The Facebook page hosting the ad is often only weeks old, uses a logo resembling a real evaluator program, and disappears or gets renamed once complaints accumulate in the comments. Victims who hand over ID documents risk identity theft even if no direct payment was ever made.
Common red flags
- A Facebook ad or group post advertises evaluator work with vague company branding resembling a known program
- You are asked to pay a fee for training, an account, or equipment before starting work
- The application requests a scanned ID or selfie very early in the process, before any real vetting
- The Facebook page is new, has few followers, or its comments section is restricted
- Contact happens only through Facebook Messenger, with no official company email domain
- Promised pay rates are unusually high for simple rating tasks
How to protect yourself
- Apply for evaluator roles only through the official careers page of the legitimate program you recognize
- Never send a government ID copy or selfie to an unverified Facebook contact
- Refuse any request to pay a fee to begin work
- Search the exact company or program name plus 'scam' before applying
- Check the Facebook page's creation date, follower count, and post history
- Report and block pages that request payment or ID documents upfront
How to report it
- Report the page or post to Facebook using the 'Report' option for scams or fraud
- File a report with the FTC at ReportFraud.ftc.gov or your country's equivalent agency
- If you shared ID documents, consider a fraud alert or credit freeze with a credit bureau
Frequently asked questions
Are search and social media evaluator jobs real, or is this always a scam?
Genuine evaluator programs do exist and are run by established companies with formal application processes, but scammers frequently impersonate them on Facebook using similar branding. Always verify by going directly to the recognized program's official website rather than applying through a Facebook post or message.
I sent my ID to a Facebook page for an evaluator job — what should I do now?
Monitor your credit report and consider placing a fraud alert or credit freeze with a credit bureau, since a copy of your ID can be used for identity theft even without a direct payment.
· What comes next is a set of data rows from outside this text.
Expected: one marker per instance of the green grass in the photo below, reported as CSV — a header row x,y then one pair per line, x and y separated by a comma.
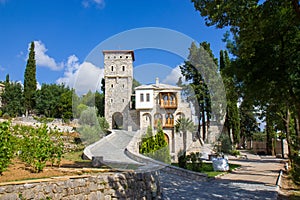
x,y
74,156
207,168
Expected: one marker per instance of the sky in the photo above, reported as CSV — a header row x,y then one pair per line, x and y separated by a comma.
x,y
70,35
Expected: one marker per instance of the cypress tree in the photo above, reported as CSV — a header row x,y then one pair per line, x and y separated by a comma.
x,y
30,81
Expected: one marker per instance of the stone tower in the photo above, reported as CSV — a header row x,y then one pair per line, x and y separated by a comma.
x,y
118,75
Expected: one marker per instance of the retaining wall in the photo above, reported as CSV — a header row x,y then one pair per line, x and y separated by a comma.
x,y
105,186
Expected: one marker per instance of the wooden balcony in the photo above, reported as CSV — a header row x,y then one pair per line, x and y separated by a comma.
x,y
168,100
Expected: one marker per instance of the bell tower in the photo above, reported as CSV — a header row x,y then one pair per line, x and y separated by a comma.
x,y
118,76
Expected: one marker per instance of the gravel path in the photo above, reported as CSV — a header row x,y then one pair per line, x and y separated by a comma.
x,y
255,180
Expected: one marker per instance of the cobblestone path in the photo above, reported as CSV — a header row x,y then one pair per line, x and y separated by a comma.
x,y
255,180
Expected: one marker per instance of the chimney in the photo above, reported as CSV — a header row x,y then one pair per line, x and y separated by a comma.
x,y
157,81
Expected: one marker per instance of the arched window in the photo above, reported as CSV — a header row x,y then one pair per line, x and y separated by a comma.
x,y
157,119
169,120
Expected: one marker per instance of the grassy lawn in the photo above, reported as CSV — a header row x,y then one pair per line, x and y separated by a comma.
x,y
207,168
74,156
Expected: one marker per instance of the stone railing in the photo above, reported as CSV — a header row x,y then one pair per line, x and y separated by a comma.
x,y
121,185
132,151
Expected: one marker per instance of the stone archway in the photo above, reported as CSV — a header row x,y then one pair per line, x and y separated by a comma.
x,y
146,120
117,121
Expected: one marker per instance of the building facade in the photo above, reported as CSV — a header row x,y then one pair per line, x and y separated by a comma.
x,y
154,103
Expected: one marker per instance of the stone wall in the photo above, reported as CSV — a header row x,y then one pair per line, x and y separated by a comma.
x,y
106,186
132,151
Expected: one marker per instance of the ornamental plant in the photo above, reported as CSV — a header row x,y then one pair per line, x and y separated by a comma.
x,y
7,146
39,145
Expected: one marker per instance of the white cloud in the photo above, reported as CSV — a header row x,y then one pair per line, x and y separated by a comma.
x,y
38,85
173,77
98,3
44,60
82,77
2,69
3,1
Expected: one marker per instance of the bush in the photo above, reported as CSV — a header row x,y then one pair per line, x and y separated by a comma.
x,y
226,146
7,146
39,145
156,146
235,152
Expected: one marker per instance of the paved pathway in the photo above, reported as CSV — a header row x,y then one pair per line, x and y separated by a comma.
x,y
112,149
255,180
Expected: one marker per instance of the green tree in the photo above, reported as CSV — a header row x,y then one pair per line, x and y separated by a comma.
x,y
155,147
201,69
7,146
54,100
265,43
30,81
12,99
184,125
232,119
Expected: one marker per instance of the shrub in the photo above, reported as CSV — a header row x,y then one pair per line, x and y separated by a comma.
x,y
7,145
39,145
235,152
156,146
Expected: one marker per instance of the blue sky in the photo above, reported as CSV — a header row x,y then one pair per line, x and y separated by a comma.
x,y
67,31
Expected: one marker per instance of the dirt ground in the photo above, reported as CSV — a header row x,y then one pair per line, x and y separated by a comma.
x,y
19,171
288,190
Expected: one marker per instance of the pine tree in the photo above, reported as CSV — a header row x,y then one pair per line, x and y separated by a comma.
x,y
30,81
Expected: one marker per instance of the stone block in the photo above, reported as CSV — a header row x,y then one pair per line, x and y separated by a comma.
x,y
12,196
97,161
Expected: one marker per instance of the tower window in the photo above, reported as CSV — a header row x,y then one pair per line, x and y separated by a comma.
x,y
142,97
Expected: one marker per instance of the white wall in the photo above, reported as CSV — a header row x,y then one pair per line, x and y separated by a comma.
x,y
139,104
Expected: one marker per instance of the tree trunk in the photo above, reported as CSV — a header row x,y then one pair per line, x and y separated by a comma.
x,y
203,125
269,131
184,141
287,129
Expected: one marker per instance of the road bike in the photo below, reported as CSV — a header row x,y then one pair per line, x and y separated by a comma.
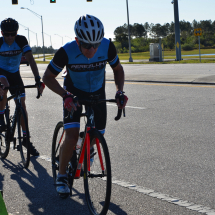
x,y
19,118
96,174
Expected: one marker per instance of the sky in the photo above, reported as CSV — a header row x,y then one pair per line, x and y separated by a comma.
x,y
59,18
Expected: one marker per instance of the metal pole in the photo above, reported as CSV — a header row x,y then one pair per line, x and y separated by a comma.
x,y
129,37
199,50
177,29
43,39
28,37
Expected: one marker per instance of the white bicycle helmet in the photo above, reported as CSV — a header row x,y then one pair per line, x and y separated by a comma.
x,y
89,29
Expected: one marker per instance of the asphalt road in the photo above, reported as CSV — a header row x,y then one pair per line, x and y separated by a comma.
x,y
162,153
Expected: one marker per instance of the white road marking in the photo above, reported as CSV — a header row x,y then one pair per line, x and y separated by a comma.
x,y
142,108
164,197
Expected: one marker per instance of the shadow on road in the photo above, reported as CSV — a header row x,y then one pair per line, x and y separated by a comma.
x,y
38,188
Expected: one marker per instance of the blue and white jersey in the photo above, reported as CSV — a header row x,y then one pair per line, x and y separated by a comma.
x,y
86,74
10,56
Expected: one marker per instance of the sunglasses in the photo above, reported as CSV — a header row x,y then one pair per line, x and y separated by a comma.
x,y
88,45
9,34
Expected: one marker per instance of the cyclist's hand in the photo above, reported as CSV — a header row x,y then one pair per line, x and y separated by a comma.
x,y
121,99
40,85
2,91
70,102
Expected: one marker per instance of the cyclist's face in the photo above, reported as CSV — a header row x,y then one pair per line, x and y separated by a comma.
x,y
89,53
9,37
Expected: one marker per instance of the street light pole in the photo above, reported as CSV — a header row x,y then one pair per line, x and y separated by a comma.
x,y
36,39
28,37
26,28
41,17
129,37
177,30
61,37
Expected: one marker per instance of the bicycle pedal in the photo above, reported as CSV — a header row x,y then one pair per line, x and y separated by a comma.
x,y
63,196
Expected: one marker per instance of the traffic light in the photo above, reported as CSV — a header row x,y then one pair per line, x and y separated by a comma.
x,y
14,1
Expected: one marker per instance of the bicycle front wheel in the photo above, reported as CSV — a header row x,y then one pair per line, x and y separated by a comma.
x,y
5,137
24,140
57,140
97,184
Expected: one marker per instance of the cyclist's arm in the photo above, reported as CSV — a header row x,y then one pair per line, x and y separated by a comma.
x,y
32,63
119,76
50,81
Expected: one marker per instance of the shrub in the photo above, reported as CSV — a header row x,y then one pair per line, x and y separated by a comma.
x,y
187,47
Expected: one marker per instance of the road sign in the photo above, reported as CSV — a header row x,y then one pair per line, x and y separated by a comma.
x,y
197,31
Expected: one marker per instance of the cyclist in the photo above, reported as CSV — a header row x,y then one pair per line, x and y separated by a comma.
x,y
11,48
85,59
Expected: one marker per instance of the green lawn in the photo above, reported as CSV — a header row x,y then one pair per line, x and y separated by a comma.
x,y
167,55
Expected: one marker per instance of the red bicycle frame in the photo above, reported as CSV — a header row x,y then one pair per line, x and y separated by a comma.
x,y
81,158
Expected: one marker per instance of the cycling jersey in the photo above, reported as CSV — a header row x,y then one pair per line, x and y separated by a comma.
x,y
10,56
86,74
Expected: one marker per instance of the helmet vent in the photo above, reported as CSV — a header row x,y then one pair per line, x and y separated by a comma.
x,y
102,35
79,22
94,35
88,34
92,23
83,35
98,35
79,35
86,26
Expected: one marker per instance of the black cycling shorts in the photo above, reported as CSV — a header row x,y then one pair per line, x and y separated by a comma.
x,y
100,110
13,80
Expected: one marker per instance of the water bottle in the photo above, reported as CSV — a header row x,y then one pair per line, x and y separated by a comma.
x,y
78,146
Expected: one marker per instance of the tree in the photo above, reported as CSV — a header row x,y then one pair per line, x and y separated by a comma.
x,y
147,28
138,30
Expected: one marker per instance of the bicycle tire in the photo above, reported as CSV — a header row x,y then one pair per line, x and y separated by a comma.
x,y
5,137
24,141
98,200
58,132
58,138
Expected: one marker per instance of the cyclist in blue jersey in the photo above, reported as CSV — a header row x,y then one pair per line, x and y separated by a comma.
x,y
11,48
85,59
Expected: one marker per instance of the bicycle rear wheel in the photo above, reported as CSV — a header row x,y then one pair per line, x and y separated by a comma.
x,y
5,137
24,141
97,185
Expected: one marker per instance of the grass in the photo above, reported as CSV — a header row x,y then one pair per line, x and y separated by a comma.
x,y
175,62
167,55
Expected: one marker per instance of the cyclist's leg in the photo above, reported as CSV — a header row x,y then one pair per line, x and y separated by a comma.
x,y
100,113
71,127
4,81
66,150
17,80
Report the page to Facebook and to your national fraud reporting body.
Can I get a refund if I paid an onboarding fee through Facebook Messenger?
Contact whatever payment method you used — a refund may depend on the payment method and timing, so contact your bank or payment provider directly to ask about disputing the charge. Payments made outside a buyer-protected checkout are harder to recover.
How do I verify a Facebook page claiming to represent a real evaluator company?
Go directly to the legitimate company's official website by typing the address yourself, and look for a careers or jobs section rather than trusting any link sent through Messenger. Genuine companies will not conduct their entire hiring process inside a Facebook chat.
Why do scammers specifically want a selfie along with an ID copy?
A selfie paired with an ID photo is often used to defeat identity-verification checks elsewhere, letting criminals open accounts or pass checks using your identity. This combination is a strong reason never to send both together to an unverified contact.